Coronavirus is putting rent-a-room tenants in the homes of landlords at risk of eviction as landlords seek to protect themselves from the pandemic.
Housing charity Threshold says it has received “dozens of calls” from people in rent-a-room scenarios who have been told to leave their homes because they have returned to Ireland from affected areas, even though they are not showing any symptoms.
The charity says it is “particularly worried” about these vulnerable tenants who may not have a lease. It has already received many concerned calls from people whose landlord has directed them to move out with little notice.
“These licencees have little protection and, under current social welfare rules, cannot access rent supplement,” the charity says.
In a statement to The Irish Times the Residential Tenancies Board confirmed the rent-a-room scheme does not fall under the remit of the Residential Tenancies Acts and “therefore those in that situation would not have the protections” provided in that law.
Emergency legislation to impose a three-month rent freeze and a ban on evictions will be tabled on the floor of the Dáil on Thursday, where it is expected to receive all-party support.
Sinn Féin’s housing spokesperson Eoin O’Broin said he welcomed the new measures, but would be asking Minister Murphy to consider an amendment to the legislation if the new measures did not protect people in more casual, rent-a-room arrangements.
“People in rent-a-room arrangements or lodgers also need these protections over the next three months. Very often they’re the people at the bottom end of the rental market, on the lowest income and who are the most vulnerable,” Mr O Broin said.
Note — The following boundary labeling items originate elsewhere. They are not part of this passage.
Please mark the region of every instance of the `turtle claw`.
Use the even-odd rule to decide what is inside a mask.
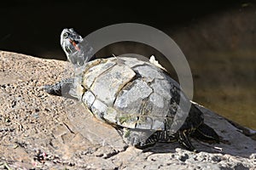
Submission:
[[[189,137],[189,133],[187,131],[179,131],[178,132],[178,137],[177,141],[183,148],[194,151],[195,153],[198,153],[198,150],[195,150],[195,148],[191,144],[190,139]]]
[[[220,138],[217,133],[211,127],[205,123],[200,125],[195,131],[191,133],[191,136],[203,142],[207,142],[210,144],[218,144],[220,141]]]

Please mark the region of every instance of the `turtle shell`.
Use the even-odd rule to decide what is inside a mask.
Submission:
[[[96,60],[84,68],[79,93],[96,118],[128,128],[171,128],[182,92],[166,71],[132,57]]]

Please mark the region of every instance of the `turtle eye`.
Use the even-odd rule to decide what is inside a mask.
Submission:
[[[67,38],[68,36],[69,36],[69,34],[68,34],[67,32],[65,32],[65,33],[63,34],[63,37],[64,37],[65,38]]]

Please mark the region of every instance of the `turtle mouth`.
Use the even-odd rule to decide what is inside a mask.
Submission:
[[[80,51],[80,48],[79,47],[79,41],[75,41],[75,40],[71,40],[69,39],[70,43],[72,44],[72,46],[73,47],[74,49],[76,49],[77,51]]]

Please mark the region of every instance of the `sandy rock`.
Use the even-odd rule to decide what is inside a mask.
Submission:
[[[198,105],[222,143],[192,140],[195,154],[177,143],[144,150],[128,147],[118,133],[81,105],[50,96],[42,86],[65,76],[67,62],[0,51],[0,168],[253,169],[255,131]],[[245,133],[246,132],[246,133]]]

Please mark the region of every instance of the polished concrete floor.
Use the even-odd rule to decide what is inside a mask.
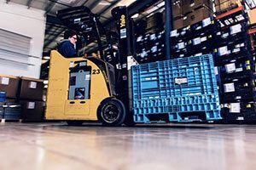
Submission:
[[[0,125],[0,169],[255,169],[256,125]]]

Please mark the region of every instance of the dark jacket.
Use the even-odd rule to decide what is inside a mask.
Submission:
[[[74,45],[69,40],[64,39],[58,43],[58,52],[66,58],[77,57],[78,54]]]

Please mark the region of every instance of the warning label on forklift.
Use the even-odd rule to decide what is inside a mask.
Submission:
[[[188,83],[188,78],[175,78],[175,83],[178,85]]]
[[[126,35],[126,28],[124,28],[124,29],[121,29],[120,30],[120,38],[125,38],[127,37],[127,35]]]

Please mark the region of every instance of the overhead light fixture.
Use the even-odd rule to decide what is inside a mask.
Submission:
[[[48,80],[44,80],[44,84],[48,84],[49,81]]]
[[[111,3],[108,3],[108,2],[101,2],[101,3],[98,3],[99,5],[110,5]]]
[[[76,0],[59,0],[59,3],[74,3]]]
[[[132,19],[136,19],[136,18],[137,18],[138,16],[139,16],[138,14],[133,14],[133,15],[131,16],[131,18],[132,18]]]
[[[160,7],[164,6],[165,4],[166,4],[166,2],[163,1],[162,3],[157,4],[156,6],[157,6],[158,8],[160,8]]]

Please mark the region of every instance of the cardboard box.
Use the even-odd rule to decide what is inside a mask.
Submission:
[[[24,122],[43,122],[45,102],[20,100],[22,105],[22,119]]]
[[[241,0],[217,0],[215,3],[216,12],[224,11],[236,6],[241,6]]]
[[[173,21],[173,28],[174,30],[183,27],[183,18],[174,20]]]
[[[6,93],[7,98],[15,99],[20,78],[17,76],[0,75],[0,91]]]
[[[250,25],[256,24],[256,8],[248,12]]]
[[[175,3],[172,6],[173,19],[181,18],[183,16],[182,3]]]
[[[33,78],[20,77],[20,99],[42,100],[44,81]]]
[[[207,7],[213,11],[212,0],[184,0],[182,5],[182,10],[184,15],[191,13],[201,7]]]
[[[213,12],[211,9],[202,7],[186,15],[183,20],[183,26],[191,26],[212,15]]]

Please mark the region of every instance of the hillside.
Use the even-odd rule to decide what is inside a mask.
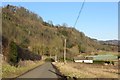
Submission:
[[[59,59],[63,57],[65,38],[67,39],[67,58],[70,59],[80,53],[115,49],[115,47],[100,44],[75,28],[66,27],[66,25],[55,26],[52,21],[45,22],[42,17],[24,7],[12,5],[2,8],[2,37],[3,55],[6,57],[9,55],[11,41],[20,48],[19,54],[25,54],[27,50],[28,54],[29,52],[48,56],[57,54]]]
[[[118,40],[107,40],[107,41],[100,41],[101,44],[106,45],[116,45],[118,46],[119,41]]]

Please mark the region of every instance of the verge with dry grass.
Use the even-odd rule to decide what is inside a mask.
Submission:
[[[53,63],[59,71],[76,78],[118,78],[118,69],[113,65],[83,63]]]
[[[21,61],[18,67],[11,66],[8,63],[2,64],[2,78],[15,78],[37,66],[40,66],[44,61]]]

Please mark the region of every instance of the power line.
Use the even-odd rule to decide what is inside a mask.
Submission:
[[[83,7],[84,7],[84,4],[85,4],[85,0],[83,1],[82,6],[81,6],[81,9],[80,9],[80,11],[79,11],[79,13],[78,13],[77,19],[76,19],[75,24],[74,24],[74,26],[73,26],[74,28],[75,28],[75,26],[76,26],[76,24],[77,24],[77,21],[78,21],[79,17],[80,17],[80,14],[81,14],[81,12],[82,12],[82,9],[83,9]]]

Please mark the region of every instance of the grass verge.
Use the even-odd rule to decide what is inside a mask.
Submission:
[[[8,63],[2,64],[2,78],[15,78],[37,66],[40,66],[44,61],[28,61],[25,66],[11,66]]]

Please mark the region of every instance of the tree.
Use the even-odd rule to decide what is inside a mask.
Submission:
[[[9,44],[10,51],[9,51],[9,62],[11,64],[16,64],[18,62],[18,51],[17,45],[13,41]]]

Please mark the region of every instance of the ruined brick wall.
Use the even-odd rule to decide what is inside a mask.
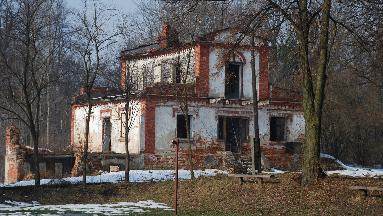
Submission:
[[[196,93],[198,97],[209,96],[209,61],[210,45],[198,44],[195,46],[195,66],[194,76],[196,82]]]
[[[87,160],[87,173],[93,174],[95,170],[103,170],[109,171],[111,166],[118,166],[119,170],[125,170],[125,163],[126,158],[125,154],[88,154]],[[143,155],[130,155],[131,169],[143,168]],[[77,153],[75,155],[75,160],[74,167],[72,169],[70,176],[72,177],[82,175],[83,162],[81,160],[81,154]],[[142,163],[142,165],[141,163]]]
[[[273,101],[302,102],[302,92],[274,87],[271,91],[270,97]]]
[[[24,158],[19,144],[19,129],[10,126],[7,129],[7,143],[4,183],[11,184],[23,180]]]
[[[259,83],[258,84],[258,98],[268,100],[270,96],[268,85],[268,52],[270,47],[259,48]]]

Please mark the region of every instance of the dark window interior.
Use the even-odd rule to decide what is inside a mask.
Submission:
[[[180,68],[179,64],[173,64],[173,73],[174,73],[174,81],[176,83],[181,83],[181,69]]]
[[[110,135],[111,134],[112,124],[110,118],[103,118],[102,119],[102,142],[103,144],[104,151],[110,151],[111,146]]]
[[[189,122],[189,128],[190,125],[190,115],[188,115],[188,121]],[[186,120],[183,114],[177,115],[177,138],[188,138],[187,131],[186,130]]]
[[[249,119],[220,117],[218,137],[226,143],[226,151],[239,153],[242,141],[249,140]]]
[[[241,99],[241,65],[229,64],[226,69],[225,95],[226,98]]]
[[[285,118],[272,117],[270,119],[270,141],[283,142],[285,140]]]

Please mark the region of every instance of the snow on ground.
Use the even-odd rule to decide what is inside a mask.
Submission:
[[[327,171],[327,175],[337,174],[344,175],[352,176],[370,176],[378,178],[383,178],[383,169],[363,167],[357,165],[350,165],[347,166],[338,160],[336,160],[335,162],[343,167],[346,170],[337,170],[334,171]]]
[[[335,160],[335,158],[333,157],[326,154],[324,154],[323,153],[321,153],[320,157],[322,158],[328,158],[332,159],[332,160]]]
[[[142,182],[149,181],[174,181],[175,179],[175,170],[134,170],[130,171],[129,180],[130,181]],[[105,172],[106,173],[106,172]],[[214,169],[206,170],[196,170],[194,175],[196,176],[214,176],[217,173],[227,175],[228,172]],[[101,182],[113,182],[116,183],[123,181],[125,176],[125,171],[106,173],[100,175],[88,176],[87,176],[87,183],[97,183]],[[178,179],[183,180],[190,178],[190,171],[185,170],[178,170]],[[73,184],[82,182],[82,176],[65,178],[63,180]],[[41,179],[40,183],[43,184],[54,184],[60,183],[60,180],[50,179]],[[15,186],[25,186],[34,185],[34,180],[22,181],[10,185],[0,184],[0,186],[14,187]]]
[[[5,201],[15,205],[0,204],[0,211],[11,211],[10,213],[8,212],[7,213],[0,213],[0,215],[52,216],[65,214],[67,214],[66,215],[87,214],[90,214],[92,216],[111,216],[126,215],[129,212],[152,211],[155,211],[155,209],[173,210],[172,207],[166,206],[167,204],[165,203],[155,203],[153,200],[139,201],[134,203],[116,203],[105,204],[87,203],[51,206],[39,205],[39,204],[37,204],[38,202],[36,201],[33,201],[33,203],[11,201],[9,200]],[[154,209],[148,209],[146,208]],[[43,214],[39,214],[38,213],[39,210],[41,210],[41,213]],[[49,211],[49,213],[44,214],[44,211]],[[35,213],[36,214],[31,214],[32,212],[36,213]]]

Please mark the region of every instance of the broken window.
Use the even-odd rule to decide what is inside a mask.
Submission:
[[[110,118],[102,118],[102,145],[103,151],[110,151],[111,147],[111,135],[112,130],[112,124]]]
[[[225,96],[229,99],[241,99],[241,65],[229,64],[225,75]]]
[[[174,83],[181,83],[181,68],[179,64],[173,65],[173,82]]]
[[[154,71],[147,68],[144,68],[144,87],[150,87],[154,82]]]
[[[249,141],[249,119],[220,117],[218,139],[226,142],[225,150],[241,153],[242,142]]]
[[[286,119],[283,117],[271,117],[270,119],[270,141],[283,142],[285,139]]]
[[[188,121],[189,122],[189,128],[190,129],[190,115],[188,115]],[[190,130],[190,131],[191,131]],[[187,130],[186,129],[186,120],[183,114],[177,115],[177,138],[186,139],[188,138]],[[190,137],[191,132],[190,133]]]
[[[126,115],[125,112],[122,112],[121,115],[121,137],[125,137],[125,129],[126,128]]]

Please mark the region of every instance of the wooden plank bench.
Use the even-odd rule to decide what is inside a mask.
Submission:
[[[238,178],[238,184],[242,185],[243,184],[243,177],[257,178],[258,178],[258,185],[263,185],[263,179],[264,178],[275,178],[275,176],[272,175],[247,175],[247,174],[228,174],[228,177],[237,177]]]
[[[373,187],[363,187],[360,186],[349,186],[349,189],[358,190],[355,193],[357,200],[363,200],[367,196],[367,190],[372,191],[383,191],[383,188],[374,188]]]

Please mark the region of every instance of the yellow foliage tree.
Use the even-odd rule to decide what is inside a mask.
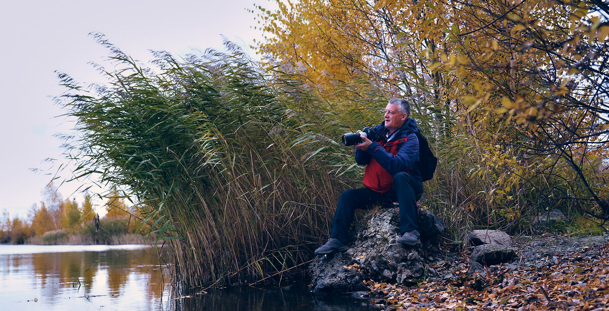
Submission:
[[[116,190],[113,190],[108,195],[105,208],[108,211],[105,216],[107,218],[125,219],[131,216],[129,208],[125,204],[122,197],[120,196]]]
[[[52,216],[42,203],[40,208],[36,204],[32,206],[30,211],[32,217],[32,229],[36,236],[42,236],[44,232],[57,229],[52,220]]]
[[[258,47],[271,65],[304,77],[329,100],[362,80],[385,97],[414,99],[414,114],[435,121],[444,163],[479,163],[469,180],[487,181],[477,191],[485,194],[481,203],[546,208],[574,200],[609,217],[598,169],[609,158],[606,4],[278,3],[276,12],[258,15],[267,33]],[[361,100],[342,104],[365,107]],[[456,203],[469,205],[477,195],[462,195]]]
[[[62,204],[62,228],[73,229],[80,226],[80,210],[76,200],[66,200]]]
[[[97,213],[93,208],[93,203],[91,201],[91,195],[85,195],[85,201],[82,203],[82,216],[80,217],[81,225],[84,226],[90,223]]]

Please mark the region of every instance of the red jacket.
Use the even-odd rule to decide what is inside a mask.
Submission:
[[[375,127],[378,133],[385,130],[384,122]],[[418,131],[416,122],[409,118],[389,142],[384,139],[373,142],[366,151],[356,149],[355,160],[366,165],[364,185],[380,193],[391,190],[393,175],[400,172],[407,172],[417,180],[421,181],[417,169],[419,161],[418,139],[414,131]]]

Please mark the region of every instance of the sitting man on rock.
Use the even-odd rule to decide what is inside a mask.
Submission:
[[[409,117],[410,104],[393,99],[385,108],[385,121],[374,127],[380,133],[373,142],[362,136],[355,145],[355,161],[365,165],[365,187],[347,190],[340,194],[332,222],[330,238],[315,250],[316,255],[343,253],[349,248],[348,233],[356,209],[375,205],[400,204],[398,243],[413,246],[419,242],[417,201],[423,194],[421,173],[417,169],[419,143],[417,122]]]

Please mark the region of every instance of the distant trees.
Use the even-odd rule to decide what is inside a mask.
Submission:
[[[105,216],[108,219],[124,219],[131,216],[129,208],[116,189],[113,189],[108,196],[105,204],[106,211],[108,212]]]
[[[442,156],[428,186],[438,209],[497,226],[557,207],[609,220],[606,2],[277,2],[259,14],[259,50],[340,118],[379,97],[414,99]]]
[[[82,232],[86,235],[91,230],[95,231],[94,229],[89,228],[94,226],[92,220],[97,215],[91,201],[91,194],[85,195],[82,206],[79,206],[76,198],[64,200],[52,183],[47,185],[42,194],[43,201],[40,204],[34,204],[32,206],[27,218],[15,217],[11,219],[8,212],[4,212],[0,219],[0,243],[22,244],[30,237],[43,237],[45,234],[54,231],[61,232],[60,235],[62,236],[67,236]],[[108,195],[105,208],[108,212],[104,217],[107,223],[128,218],[131,215],[130,209],[116,190],[113,190]],[[135,228],[136,226],[141,226],[139,223],[134,222],[133,225],[130,225],[130,223],[124,222],[118,226],[113,226],[110,223],[106,226],[118,228],[114,228],[116,229],[110,232],[111,236],[120,234],[121,232],[135,233],[133,228],[130,230],[127,227]],[[124,229],[121,229],[123,227]],[[99,239],[99,241],[95,240],[93,242],[108,243],[110,240],[106,236],[108,234],[104,236],[104,239]]]

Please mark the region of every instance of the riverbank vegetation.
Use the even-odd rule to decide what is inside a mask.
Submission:
[[[0,243],[38,245],[144,244],[150,243],[149,228],[137,218],[116,191],[105,203],[107,213],[100,218],[85,195],[79,207],[76,200],[64,200],[53,184],[43,191],[43,201],[32,206],[28,217],[10,218],[3,215],[0,222]]]
[[[144,64],[100,35],[107,83],[60,74],[78,121],[75,176],[128,189],[193,285],[304,267],[361,167],[340,135],[381,120],[390,98],[440,162],[422,204],[468,231],[530,231],[557,209],[609,216],[609,8],[600,1],[318,1],[259,8],[265,61],[230,43]]]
“It would be absolutely scandalous if all the other categories of renters are protected and they’re not.”
Speaking on the condition of anonymity, a Taiwanese tenant living in Dublin said her landlord would not allow her back into her room after she arrived home from Venice at the end of February.
She said her landlord, who lived with her family as well as several others in the house, insisted she self-isolate somewhere else for two weeks on her return.
“It was ridiculous. I had no symptoms, I was fine, but now I had no place to live,” the tenant told The Irish Times.
When she pleaded with her landlord to allow her back into her room, she refused, saying: “We don’t have a contract so what can you do to me?’”
After spending three nights in a hostel, the tenant found another apartment in the city centre where she is now living with seven other people.
However, after just two weeks of living here, this landlord has also told her she needs to leave because someone in the building next door has coronavirus.
“I’m going to be homeless again. I don’t know what to do. I never know what is coming next or what I can do to help,” she said.
Another tenant who is a student at NUI Galway and had to leave his home because of the coronavirus crisis says it is very hard to find another place to live at the moment.
He says his landlord had to ask for the house back when the crisis hit so a member of their family could attend hospital in Galway.
This tenantsaid finding another place to live has proved very difficult, with many social media posts urging people not to rent out their rooms to people from other countries for fear they may be carrying the virus.
He said that although there are short-term rentals available since students have left the city, finding a long-term lease at a reasonable price was almost impossible.
He has viewed a number of single rooms in the Rahoon area, for which landlords were asking for €750 a month in rent.
“People are capitalising on the situation, they know people are really desperate for houses so they are willing to shell out whatever it is just to find a place to sleep.”
Both Threshold and the RTB urged people who find themselves in this situation to contact them through their online webchat services or over the phone, details of which can be found at onestopshop.rtb.ie and Threshold.ie.